Reiner Braun und Werner Ruf, Kriegsgegner – In einem Offenen Brief an die Mitglieder und Freunde der Partei Bündnis90/Die Grünen (siehe www.koop-frieden.de) haben Sie die »friedenspolitischen« Positionen im neuen Grundsatzprogramm der einstigen Ökopaxe analysiert und zutreffend festgestellt: »Das Grundsatzdokument ist kriegsoffen. Es versucht, Kriege zu legitimieren und zu rechtfertigen, und damit ist es im letzten Ende – es muss so deutlich gesagt werden – ein Kriegsprogramm.« Sie haben gehofft, mit Ihren Argumenten eine »intensivere gesellschaftliche Debatte über Krieg und Frieden« anzuregen, die aber nicht zufällig nicht geführt wird: Bellizisten stellen ihre wahren Absichten nicht zur Debatte, sie pflegen Pazifisten zu diffamieren, aber nicht mit ihnen zu diskutieren. Das gilt nun offenbar auch für die ehemalige »Anti-Partei«. Denn die schickt sich an, einen Kanzlerkandidaten / eine Kanzlerkandidatin zu stellen und eine Partei der »Mitte« zu werden. Und als solche darf sie zwar weiterhin an Frieden appellieren, aber um regierungsfähig zu sein und international satisfaktionsfähig zu bleiben, hat ein solches Gebot offenbar im Programm nichts mehr zu suchen. Also weg damit!

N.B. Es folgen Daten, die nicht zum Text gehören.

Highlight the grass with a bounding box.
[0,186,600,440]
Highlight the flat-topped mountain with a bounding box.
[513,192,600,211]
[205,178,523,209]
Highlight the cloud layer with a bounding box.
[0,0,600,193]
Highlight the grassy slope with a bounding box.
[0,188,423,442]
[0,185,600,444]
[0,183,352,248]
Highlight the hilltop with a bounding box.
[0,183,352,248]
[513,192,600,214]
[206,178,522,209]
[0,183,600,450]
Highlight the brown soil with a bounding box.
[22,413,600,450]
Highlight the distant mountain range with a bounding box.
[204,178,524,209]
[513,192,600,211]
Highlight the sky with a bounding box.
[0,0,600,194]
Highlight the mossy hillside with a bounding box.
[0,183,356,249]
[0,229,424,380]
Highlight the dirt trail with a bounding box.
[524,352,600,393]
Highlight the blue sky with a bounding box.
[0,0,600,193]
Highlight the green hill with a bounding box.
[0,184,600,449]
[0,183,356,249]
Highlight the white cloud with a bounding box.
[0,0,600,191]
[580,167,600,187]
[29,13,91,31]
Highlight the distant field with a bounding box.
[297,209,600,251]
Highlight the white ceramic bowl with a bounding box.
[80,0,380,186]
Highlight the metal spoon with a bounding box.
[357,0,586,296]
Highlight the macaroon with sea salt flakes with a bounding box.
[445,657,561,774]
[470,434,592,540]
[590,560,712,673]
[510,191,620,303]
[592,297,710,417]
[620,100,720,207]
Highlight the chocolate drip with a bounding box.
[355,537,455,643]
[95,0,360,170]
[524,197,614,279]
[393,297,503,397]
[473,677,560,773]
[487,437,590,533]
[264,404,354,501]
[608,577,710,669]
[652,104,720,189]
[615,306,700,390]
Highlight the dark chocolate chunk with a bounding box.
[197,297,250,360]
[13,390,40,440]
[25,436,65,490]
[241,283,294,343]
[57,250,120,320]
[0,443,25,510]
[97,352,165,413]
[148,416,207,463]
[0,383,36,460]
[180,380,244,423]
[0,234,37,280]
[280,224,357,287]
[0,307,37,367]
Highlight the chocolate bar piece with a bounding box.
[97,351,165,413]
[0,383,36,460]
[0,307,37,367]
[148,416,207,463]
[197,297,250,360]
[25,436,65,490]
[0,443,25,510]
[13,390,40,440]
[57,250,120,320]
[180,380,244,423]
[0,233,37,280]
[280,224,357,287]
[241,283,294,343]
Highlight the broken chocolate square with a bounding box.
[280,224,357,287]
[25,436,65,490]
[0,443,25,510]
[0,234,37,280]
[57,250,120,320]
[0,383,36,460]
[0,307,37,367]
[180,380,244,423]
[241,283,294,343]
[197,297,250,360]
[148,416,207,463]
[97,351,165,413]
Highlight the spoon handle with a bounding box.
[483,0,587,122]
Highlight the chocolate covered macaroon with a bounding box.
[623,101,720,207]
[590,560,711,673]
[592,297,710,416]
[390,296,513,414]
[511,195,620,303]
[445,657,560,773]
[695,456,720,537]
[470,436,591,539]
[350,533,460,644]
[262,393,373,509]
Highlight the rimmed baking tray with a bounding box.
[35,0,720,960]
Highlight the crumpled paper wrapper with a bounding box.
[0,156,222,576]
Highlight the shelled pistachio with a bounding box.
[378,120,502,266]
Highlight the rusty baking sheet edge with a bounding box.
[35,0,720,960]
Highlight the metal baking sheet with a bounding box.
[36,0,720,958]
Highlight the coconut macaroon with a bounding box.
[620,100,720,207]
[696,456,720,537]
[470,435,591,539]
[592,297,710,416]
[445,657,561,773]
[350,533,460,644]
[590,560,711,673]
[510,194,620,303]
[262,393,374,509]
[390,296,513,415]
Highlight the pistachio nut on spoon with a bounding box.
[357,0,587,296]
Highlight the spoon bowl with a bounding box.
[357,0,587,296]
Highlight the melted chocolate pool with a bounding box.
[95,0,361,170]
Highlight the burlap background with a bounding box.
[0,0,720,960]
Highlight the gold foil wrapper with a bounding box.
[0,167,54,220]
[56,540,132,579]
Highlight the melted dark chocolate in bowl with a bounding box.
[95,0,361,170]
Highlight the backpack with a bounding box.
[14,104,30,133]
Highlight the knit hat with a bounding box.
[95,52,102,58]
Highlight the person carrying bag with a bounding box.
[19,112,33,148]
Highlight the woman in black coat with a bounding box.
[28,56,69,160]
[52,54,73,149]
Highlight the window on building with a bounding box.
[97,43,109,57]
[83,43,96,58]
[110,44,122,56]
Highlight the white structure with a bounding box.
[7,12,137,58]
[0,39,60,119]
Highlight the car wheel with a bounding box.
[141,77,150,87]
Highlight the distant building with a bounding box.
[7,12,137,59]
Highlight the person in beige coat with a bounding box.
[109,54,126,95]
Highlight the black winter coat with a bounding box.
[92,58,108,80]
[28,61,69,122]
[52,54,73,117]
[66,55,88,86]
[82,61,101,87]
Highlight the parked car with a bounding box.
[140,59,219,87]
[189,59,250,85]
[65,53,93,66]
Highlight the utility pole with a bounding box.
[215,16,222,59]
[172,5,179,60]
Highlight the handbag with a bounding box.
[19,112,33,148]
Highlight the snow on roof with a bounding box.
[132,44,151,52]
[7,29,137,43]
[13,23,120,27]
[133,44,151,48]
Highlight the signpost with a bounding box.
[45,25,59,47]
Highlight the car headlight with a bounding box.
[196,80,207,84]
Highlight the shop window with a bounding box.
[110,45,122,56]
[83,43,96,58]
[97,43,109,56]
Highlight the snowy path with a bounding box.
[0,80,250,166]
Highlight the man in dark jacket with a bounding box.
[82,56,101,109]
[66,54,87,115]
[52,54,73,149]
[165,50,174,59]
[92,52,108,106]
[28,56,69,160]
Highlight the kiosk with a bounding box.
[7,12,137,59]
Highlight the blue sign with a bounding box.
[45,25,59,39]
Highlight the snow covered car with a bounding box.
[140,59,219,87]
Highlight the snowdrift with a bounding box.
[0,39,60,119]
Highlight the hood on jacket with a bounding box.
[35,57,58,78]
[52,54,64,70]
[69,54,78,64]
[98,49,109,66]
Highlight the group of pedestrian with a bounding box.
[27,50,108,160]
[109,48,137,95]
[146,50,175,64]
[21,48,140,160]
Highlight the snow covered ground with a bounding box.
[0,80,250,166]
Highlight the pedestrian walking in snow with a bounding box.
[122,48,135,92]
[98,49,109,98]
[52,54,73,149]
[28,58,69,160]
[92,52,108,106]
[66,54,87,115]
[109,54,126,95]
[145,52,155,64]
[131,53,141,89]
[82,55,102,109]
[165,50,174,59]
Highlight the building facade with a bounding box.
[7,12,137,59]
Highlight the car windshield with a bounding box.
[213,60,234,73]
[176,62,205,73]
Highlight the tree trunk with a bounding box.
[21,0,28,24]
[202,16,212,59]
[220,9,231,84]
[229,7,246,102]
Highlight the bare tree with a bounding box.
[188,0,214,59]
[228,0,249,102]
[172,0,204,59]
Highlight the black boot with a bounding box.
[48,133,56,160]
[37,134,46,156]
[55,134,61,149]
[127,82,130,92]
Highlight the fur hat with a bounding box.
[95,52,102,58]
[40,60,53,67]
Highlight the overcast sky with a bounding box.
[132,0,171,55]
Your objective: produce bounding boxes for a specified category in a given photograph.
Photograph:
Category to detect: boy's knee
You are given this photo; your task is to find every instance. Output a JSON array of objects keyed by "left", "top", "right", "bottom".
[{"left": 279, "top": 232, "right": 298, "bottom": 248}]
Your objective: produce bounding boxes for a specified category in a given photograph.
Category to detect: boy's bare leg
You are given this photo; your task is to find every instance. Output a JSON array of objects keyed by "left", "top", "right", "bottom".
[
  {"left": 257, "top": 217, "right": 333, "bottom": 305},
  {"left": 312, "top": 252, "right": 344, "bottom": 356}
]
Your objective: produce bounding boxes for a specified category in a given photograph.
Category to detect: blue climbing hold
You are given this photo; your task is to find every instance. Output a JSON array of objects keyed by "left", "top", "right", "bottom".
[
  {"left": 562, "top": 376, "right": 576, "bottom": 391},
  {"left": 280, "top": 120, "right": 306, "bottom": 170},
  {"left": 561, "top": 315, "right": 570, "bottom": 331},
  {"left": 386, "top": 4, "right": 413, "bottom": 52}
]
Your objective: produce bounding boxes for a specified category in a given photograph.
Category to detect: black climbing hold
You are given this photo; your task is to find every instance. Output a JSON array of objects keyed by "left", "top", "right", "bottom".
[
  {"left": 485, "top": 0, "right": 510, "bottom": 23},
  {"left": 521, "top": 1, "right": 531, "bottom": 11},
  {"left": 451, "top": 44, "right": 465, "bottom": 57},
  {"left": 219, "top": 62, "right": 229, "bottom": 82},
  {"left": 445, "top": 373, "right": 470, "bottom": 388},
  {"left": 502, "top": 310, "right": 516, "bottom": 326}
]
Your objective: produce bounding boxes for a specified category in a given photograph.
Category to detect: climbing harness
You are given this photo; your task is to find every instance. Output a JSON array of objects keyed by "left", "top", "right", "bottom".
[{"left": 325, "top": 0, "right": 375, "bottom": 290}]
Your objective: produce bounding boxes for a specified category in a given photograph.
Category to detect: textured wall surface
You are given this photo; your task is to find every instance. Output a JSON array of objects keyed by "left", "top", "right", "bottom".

Stefan Raue, Dlf-Intendant – Nachdem Sachsen-Anhalt in einer Art CDU-AfD-Koalition die von allen anderen Ländern beschlossene Erhöhung des Rundfunkbeitrags um 86 Cent blockiert hat, sahen Sie sich veranlasst, den laufenden Tarifvertrag zu kündigen. Als würde Ihr Haus ohne Beitragserhöhung in die Insolvenz rutschen. Sie »sparen« damit die für April tariflich vereinbarte Gehaltsteigerung um 2,25 Prozent ein. Ein wahrer Retter des Qualitätsjournalismus! Nun mag diese Einbuße bei einem monatlichen, außertariflichen(!) Intendanten-Gehalt von rund 20.000 Euro absolut verschmerzbar sein; sie ist in Ihrem Fall ja gar keine. Für einen großen Teil Ihrer knapp 750 festangestellten sowie für Tausende freie Mitarbeiter dürfte die Sache anders aussehen. Anstatt das seltsame Gebaren in Sachsen-Anhalt zu kritisieren und sich auf Ihre Verantwortung und »Fürsorgepflicht« als Intendant einer öffentlich-rechtlichen »Anstalt« zu besinnen, bestrafen Sie die eigenen Leute und machen sich damit zum taumelnden Mitwirkenden in der Magdeburger Politposse.